越铮怕再度引起仇恨的凝視,于是悄悄地收回了手,順勢拍了一下容枝的背:“好了。”

容枝有些不自在地扭了扭身子。

被越铮碰過的地方,像是起了靜電。

酥酥麻麻,跟電過一樣。

“你別動。”容枝小聲說。

越铮頓在了那裏,心下有些緊張,吱吱不會是不喜歡他的觸碰吧?

“有靜電,電着疼。”容枝再度小聲說。

越铮一滞,忍不住笑出了聲。

嚴世翰橫了越铮一眼:“快點帶着吱吱去吃飯了,和吱吱嘀咕什麽呢?”

其他幾人雖然沒開口,但目光明顯也帶着不善。

容枝略有一絲茫然。

怎麽所有人都對越铮産生了敵意?

容枝腦中靈光一閃。

難道是……因為那套衣服?

容枝眼底眸光流轉,然後突然扭過頭笑了笑:“我去給你們拿酸奶呀。”

男人們的神色柔和了一瞬。

“好。”他們幾乎是齊聲應了。

那一聲,就好像是他們齊聲對着秦面厲喝:“不可能!”一樣。

秦面死死地咬住牙,望着他們的背影,竟覺得他們已然自成了一個圈兒,那個圈兒裏的氛圍,是別人沒辦法去共享的。

容枝步履飛快,朝着擺放酸奶的櫃臺走去。

就在爸爸們準備跟上去的時候,秦面實在按捺不住了,他喊了一聲:“越铮喜歡容枝!”

然後就飛快地按了電梯的關門鍵,并且順手按了“18”樓,再之後抱頭死死地躲在了電梯角裏。

外頭男人們齊齊地一頓腳步。

“他說什麽?”

他們轉頭盯着越铮。

越铮緩緩吐出一口氣。

革命還未開始。

就要先接受一波炮火的猛烈攻擊了。

男人們突然誰也沒有出聲。

他們只是默契地脫下了外套,走近了越铮。

“聽說越總學過空手道……”

話音還未落下,周經捏了下手指,猛地抓住越铮的手腕就往地上一掼,男人們幾乎是一擁而上。

酒店服務生茫然了一瞬,然後突地拔高了聲音:“打人了——啊啊啊——”

等容枝拿着酸奶回來的時候:“人呢?”

幾乎同一時刻。

網上有人放出了劇組花絮照。

花絮照裏,秦面坐在容枝的面前,跟着他學臺詞。

微博博主是這樣說的。

@酸不拉幾臭男人們:工作人員爆料!現場容枝逼着秦面管他喊老師!我的媽呀!太有CP感了!
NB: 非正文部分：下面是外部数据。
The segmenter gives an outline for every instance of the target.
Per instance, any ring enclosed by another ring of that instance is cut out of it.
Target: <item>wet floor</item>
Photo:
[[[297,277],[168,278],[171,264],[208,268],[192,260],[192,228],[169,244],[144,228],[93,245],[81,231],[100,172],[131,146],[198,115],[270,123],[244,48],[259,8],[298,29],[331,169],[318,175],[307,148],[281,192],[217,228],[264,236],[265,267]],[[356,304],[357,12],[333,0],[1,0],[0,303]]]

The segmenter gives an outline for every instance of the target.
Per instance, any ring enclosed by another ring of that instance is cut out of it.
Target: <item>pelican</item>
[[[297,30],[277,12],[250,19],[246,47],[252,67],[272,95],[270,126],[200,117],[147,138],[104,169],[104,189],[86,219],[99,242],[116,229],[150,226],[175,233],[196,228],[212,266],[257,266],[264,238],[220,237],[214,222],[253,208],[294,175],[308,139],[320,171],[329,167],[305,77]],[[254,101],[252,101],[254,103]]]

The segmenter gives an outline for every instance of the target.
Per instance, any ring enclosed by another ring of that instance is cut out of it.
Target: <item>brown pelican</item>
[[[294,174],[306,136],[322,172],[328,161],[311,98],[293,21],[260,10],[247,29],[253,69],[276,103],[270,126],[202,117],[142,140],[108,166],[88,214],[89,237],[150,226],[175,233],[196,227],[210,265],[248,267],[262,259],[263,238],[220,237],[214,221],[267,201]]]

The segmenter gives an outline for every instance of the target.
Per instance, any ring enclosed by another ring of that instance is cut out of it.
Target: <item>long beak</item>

評論區裏很快湧入了容枝的大量粉絲,他們抹着眼淚兒,幾乎一致地開口:

“嗚嗚嗚老母親哭出聲,我吱吱竟然也變得攻氣十足了!”

“我吱吱竟然是個S!好帶感啊,師生play!”

“吱吱這樣子看上去,真的越來越像戲裏的原書銳了……”

秦面在電梯間裏莫名打了個哆嗦。

全然不知道,等越铮挨完打,就輪到他了。

什麽是不能招惹的?

處于嫉妒debuff中,還護犢子的爸爸們是不能招惹的。

作者有話要說: 以前爸爸們覺得吱吱是治愈型萌物。

但其實吱吱也需要治愈的。

越總脫穎而出的原因是,他是第一個找到吱吱的,第一個最先考量吱吱心情的,他擔心自己對吱吱生出不好的心思的時候,也自覺地避開了和吱吱的身體接觸呀。好,跟我一起念,越總很好!

****

先這麽一章吧,這章有五千字,撓頭,還得補一章。

這章寫得挺艱難的,坐電腦前寫了一天。